The effects of solid solution treatment on microstructure and mechanical properties of SiC_p/2024 Al matrix composite fabricated via powder thixoforming were investigated, as well as those of 2024 matrix alloy for comparison. The results indicate that the solution progress of the composite is more hysteretic than that of the alloy due to the obstacle role of SiC_p to eutectic dissolution and grain coarsening. Interestingly, interface reactions of SiC_p/2024Al, similar to those during fabrication, continuously occur during the solution treatment. Simultaneously, two constituents of the interface reaction layer, Al₂Cu and MgAl₂O₄ phases, change from the original agglomerated distribution to uniform distribution and finally to segregated form again accompanied by coarsening and phase transformation of Al₂Cu into Al₂CuMg. Such changes of the reaction layer significantly affect the interface debonding of SiC_p/matrix or SiC_p cracking during tensile test, and thus, the fracture regime and mechanical properties of the composite. The achieved modified shear-lag strengthening model by considering the strengthening effect of eutectic compounds can well interpret the strengthening mechanisms of these two materials, especially the variations of each strengthening mechanism contribution with solution time and the corresponding differences between these two materials.
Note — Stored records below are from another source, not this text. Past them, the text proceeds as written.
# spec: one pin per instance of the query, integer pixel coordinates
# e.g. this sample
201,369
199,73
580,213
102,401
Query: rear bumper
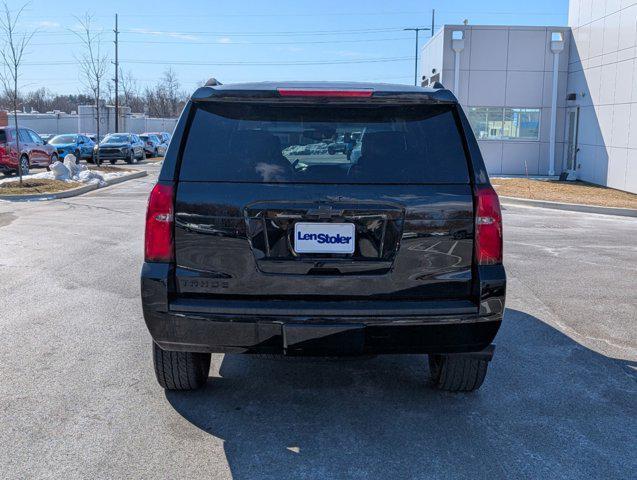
317,328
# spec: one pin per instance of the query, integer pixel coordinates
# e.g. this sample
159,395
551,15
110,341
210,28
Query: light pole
417,30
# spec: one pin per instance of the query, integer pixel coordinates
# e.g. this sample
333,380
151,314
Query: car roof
260,90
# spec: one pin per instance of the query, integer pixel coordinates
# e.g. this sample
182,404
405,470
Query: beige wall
603,74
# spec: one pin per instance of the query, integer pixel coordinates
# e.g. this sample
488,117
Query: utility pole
417,30
116,79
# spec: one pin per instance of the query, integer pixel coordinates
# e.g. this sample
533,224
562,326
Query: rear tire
180,370
457,373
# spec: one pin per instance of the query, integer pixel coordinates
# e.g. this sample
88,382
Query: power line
268,63
189,42
231,63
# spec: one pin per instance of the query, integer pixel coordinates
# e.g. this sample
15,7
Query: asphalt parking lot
79,397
研究了固溶处理对粉末触变成型制备的SiC _p / 2024 Al基复合材料的组织和力学性能的影响，并与2024基体合金进行了比较。结果表明，由于SiCp_对共晶溶解和晶粒粗化的阻碍作用，复合材料的固溶过程比合金的固溶过程更滞后。有趣的是，SiC _p / 2024Al的界面反应类似于制造过程中的界面反应，在固溶处理过程中连续发生。同时，界面反应层的两种成分为Al ₂ Cu和MgAl ₂ O _4。相的变化，从最初的团聚分布变为均匀分布，最后变为偏析形式，同时伴随着Al ₂ Cu的粗化和相变而转变为Al ₂ CuMg。反应层的这种变化显着影响拉伸试验过程中SiC _p /基体的界面剥离或SiC _p裂纹，从而影响复合材料的断裂状态和力学性能。考虑共晶化合物的强化效果而获得的改进的剪力-滞后强化模型可以很好地解释这两种材料的强化机理，尤其是每种强化机理的贡献随固溶时间的变化以及这两种材料之间的相应差异。